The world is going through a momentous phase. The 31st of January this year, when Brexit fructified, was a landmark date in Britain’s calendar, no less historic for the United Kingdom and the world than the coronavirus pandemic. Brexit has altered Europe’s political landscape, has yielded a spectacular election victory for Boris Johnson, and has confirmed his ascendancy.
Three months after the exit from the European Union, it is painfully clear that Britain is paying a heavy price for what has been called the “Brexit distraction” as 2020 unfolded.
The “breaking news” from China was aired the world over in December.
The “positive” report that marked the health bulletin of the Prime Minister and Prince Charles is only incidental in the overall construct.
The nub of the tragedy even as the government struggles to combat the pandemic must be that neither Mr Johnson nor his senior ministers had paid sufficient attention as the virus escalated from China to the rest of the world. It is now tragically clear to Whitehall that Brexit has been accorded precedence to the human condition, indeed Britain’s greatest vulnerability.
Having endured a messy divorce, it devolves on the Conservative government to extend the phase of transition. And thus effect a historical distinction between an event (Brexit) and a phase (the process of transition). Not that Mr Johnson is unaware of the imperative; the question now uppermost in Britain is whether he has the nerve to decide on a deferment.
There is little doubt that the Prime Minister and his cabal were more eager to welcome Brexit’s dawn than with ensuring Britain’s health and social services, let alone assess whether the government was prepared and equipped to deal with the looming emergency. The general perception in Britain today is that Brexit continues to be an “unwelcome, unnecessary and damaging distraction”. Many believe it always was.

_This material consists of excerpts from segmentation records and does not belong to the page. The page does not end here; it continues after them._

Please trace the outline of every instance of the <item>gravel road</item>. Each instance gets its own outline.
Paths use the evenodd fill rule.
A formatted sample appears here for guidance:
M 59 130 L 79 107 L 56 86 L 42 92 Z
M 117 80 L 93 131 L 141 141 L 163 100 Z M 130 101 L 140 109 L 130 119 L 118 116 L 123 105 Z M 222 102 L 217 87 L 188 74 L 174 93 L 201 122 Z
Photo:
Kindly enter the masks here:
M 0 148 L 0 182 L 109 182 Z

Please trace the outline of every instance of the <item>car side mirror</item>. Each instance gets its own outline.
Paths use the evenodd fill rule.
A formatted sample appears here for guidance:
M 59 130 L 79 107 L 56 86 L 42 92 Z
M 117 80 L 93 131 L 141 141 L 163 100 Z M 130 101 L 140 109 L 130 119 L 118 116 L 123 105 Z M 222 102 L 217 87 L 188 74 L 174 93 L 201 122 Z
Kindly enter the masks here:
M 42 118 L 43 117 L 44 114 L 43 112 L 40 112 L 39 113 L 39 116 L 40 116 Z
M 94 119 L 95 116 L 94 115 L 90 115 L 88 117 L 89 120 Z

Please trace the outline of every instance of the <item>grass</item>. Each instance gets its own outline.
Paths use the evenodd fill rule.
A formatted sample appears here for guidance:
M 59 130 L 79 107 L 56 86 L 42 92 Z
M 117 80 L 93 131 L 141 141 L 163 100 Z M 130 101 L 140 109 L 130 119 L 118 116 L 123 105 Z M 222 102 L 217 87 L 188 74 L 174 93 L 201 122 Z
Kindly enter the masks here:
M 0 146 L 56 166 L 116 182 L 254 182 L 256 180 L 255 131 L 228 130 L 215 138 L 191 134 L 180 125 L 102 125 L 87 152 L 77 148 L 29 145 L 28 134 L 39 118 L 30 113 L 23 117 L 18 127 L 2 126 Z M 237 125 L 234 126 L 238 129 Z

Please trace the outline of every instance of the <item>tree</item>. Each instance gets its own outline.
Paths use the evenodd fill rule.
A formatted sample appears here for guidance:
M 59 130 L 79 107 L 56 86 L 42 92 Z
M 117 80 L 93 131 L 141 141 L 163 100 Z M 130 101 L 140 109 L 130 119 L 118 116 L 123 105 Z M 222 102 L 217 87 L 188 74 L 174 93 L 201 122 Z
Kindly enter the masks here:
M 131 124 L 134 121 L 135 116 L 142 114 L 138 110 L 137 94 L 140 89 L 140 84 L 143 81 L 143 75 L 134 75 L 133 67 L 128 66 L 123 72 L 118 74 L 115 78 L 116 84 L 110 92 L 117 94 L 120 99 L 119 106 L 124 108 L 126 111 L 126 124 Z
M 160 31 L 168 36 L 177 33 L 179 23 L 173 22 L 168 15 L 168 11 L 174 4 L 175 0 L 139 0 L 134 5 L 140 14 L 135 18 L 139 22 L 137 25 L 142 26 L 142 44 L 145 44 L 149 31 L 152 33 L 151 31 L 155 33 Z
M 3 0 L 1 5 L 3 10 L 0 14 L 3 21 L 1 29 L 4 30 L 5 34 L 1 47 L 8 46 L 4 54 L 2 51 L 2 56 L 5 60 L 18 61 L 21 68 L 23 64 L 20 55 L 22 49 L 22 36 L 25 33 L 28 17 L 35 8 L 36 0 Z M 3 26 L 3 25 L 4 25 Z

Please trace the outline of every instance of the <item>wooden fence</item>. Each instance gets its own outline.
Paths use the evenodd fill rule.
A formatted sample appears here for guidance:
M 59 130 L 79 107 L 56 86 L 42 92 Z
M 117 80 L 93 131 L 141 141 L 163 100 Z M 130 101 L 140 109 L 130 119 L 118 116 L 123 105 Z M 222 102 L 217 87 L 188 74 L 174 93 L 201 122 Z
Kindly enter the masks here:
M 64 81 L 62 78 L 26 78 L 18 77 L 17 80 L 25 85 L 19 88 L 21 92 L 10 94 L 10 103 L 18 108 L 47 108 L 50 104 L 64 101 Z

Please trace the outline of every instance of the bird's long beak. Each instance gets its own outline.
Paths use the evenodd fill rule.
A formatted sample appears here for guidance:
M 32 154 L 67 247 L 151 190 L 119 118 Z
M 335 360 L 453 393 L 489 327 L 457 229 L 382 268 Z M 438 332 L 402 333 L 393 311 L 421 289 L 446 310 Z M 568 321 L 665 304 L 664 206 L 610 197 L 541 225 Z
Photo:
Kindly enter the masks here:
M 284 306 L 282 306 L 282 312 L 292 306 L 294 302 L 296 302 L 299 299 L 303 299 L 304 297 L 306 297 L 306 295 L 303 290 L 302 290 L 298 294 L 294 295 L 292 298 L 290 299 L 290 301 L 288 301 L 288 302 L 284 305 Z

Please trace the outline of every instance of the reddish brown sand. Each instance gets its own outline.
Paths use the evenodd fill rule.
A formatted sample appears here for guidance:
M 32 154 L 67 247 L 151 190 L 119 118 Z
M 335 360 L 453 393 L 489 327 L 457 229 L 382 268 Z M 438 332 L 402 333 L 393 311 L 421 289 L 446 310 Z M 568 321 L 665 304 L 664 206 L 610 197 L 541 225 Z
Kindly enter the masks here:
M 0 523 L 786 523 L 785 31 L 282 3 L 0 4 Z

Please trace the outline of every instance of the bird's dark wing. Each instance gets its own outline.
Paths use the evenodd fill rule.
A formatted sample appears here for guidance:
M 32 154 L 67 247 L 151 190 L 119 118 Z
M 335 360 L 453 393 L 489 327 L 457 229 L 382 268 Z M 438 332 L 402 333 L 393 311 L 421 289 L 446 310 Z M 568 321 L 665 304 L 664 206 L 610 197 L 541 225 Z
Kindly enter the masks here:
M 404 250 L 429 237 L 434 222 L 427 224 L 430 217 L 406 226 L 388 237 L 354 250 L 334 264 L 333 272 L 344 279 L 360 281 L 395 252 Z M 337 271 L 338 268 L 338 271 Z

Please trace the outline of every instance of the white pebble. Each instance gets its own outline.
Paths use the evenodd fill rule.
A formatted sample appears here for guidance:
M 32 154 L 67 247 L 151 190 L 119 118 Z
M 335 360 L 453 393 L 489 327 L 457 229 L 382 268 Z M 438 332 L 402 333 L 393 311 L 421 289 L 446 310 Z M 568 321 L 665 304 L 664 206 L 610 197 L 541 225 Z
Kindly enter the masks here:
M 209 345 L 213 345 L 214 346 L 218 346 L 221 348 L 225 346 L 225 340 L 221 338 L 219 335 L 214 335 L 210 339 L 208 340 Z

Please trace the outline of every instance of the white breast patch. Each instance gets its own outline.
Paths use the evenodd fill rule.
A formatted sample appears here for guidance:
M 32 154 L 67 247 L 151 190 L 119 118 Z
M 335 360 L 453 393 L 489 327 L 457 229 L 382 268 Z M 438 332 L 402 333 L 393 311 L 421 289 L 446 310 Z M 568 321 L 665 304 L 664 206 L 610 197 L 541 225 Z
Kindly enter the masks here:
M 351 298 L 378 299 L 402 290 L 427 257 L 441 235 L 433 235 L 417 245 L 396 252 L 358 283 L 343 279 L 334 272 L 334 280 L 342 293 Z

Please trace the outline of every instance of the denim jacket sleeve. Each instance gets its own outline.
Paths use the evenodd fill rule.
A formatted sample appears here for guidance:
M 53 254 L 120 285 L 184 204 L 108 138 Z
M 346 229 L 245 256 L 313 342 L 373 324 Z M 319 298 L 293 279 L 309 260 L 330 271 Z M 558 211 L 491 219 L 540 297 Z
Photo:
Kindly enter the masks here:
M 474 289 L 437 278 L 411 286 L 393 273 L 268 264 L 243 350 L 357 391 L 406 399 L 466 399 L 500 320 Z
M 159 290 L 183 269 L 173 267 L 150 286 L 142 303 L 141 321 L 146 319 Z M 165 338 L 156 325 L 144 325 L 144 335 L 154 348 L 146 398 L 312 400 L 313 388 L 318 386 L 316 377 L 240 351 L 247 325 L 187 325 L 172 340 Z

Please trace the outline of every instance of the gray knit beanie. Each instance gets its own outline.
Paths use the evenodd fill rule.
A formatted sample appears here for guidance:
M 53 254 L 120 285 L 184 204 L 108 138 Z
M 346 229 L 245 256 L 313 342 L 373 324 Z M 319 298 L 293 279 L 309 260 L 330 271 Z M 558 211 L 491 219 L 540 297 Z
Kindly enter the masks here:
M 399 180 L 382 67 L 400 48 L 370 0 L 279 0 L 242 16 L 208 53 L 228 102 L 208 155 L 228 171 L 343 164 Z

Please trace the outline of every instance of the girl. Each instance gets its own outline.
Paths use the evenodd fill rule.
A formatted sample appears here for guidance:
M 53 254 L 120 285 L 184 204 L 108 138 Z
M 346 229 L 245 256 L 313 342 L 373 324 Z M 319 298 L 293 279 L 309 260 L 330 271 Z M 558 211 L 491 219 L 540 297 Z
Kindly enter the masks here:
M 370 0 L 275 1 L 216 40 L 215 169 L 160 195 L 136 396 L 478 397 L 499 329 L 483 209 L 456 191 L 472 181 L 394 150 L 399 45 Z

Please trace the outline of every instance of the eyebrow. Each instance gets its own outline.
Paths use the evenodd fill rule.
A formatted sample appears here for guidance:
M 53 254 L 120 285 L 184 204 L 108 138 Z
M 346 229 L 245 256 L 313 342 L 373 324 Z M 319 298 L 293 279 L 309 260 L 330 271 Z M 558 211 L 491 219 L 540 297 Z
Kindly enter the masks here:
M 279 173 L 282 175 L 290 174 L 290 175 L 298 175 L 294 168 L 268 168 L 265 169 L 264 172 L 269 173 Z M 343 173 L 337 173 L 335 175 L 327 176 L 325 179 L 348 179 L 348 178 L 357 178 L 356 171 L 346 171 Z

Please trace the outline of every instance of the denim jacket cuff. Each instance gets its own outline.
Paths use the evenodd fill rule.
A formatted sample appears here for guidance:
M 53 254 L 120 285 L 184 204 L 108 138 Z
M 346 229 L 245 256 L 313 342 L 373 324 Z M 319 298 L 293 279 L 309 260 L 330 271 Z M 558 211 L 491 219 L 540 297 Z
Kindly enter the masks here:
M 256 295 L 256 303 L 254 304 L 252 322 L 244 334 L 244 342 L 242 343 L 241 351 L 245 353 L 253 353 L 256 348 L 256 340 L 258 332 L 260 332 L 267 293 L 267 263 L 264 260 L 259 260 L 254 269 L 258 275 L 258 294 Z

The Tory Brexiters, who were so euphoric in January, do not want to discuss it either. Even for them, Brexit has become a problematic embarrassment in the midst of the ballooning death toll. The Johnson government must be acutely aware that this is the time of unprecedented economic, financial, social and human distress. Ergo, it can scarcely afford a bout of further massive disruption to vital trade, business, investment and social security.
Fears of a second calamity are frightfully real, so far as human health is concerned. Small wonder that such a catastrophe has been likened to a “runaway train loaded with explosives”.
Ever since the referendum in June 2016, it has been a roller-coaster narrative for Brexit, at times delusory, at any rate till the third election. The scenario now is almost nightmarish. By persisting as though nothing has changed, Johnson and his team risk to inflict considerable damage to a country that is desperately struggling to survive the pandemic.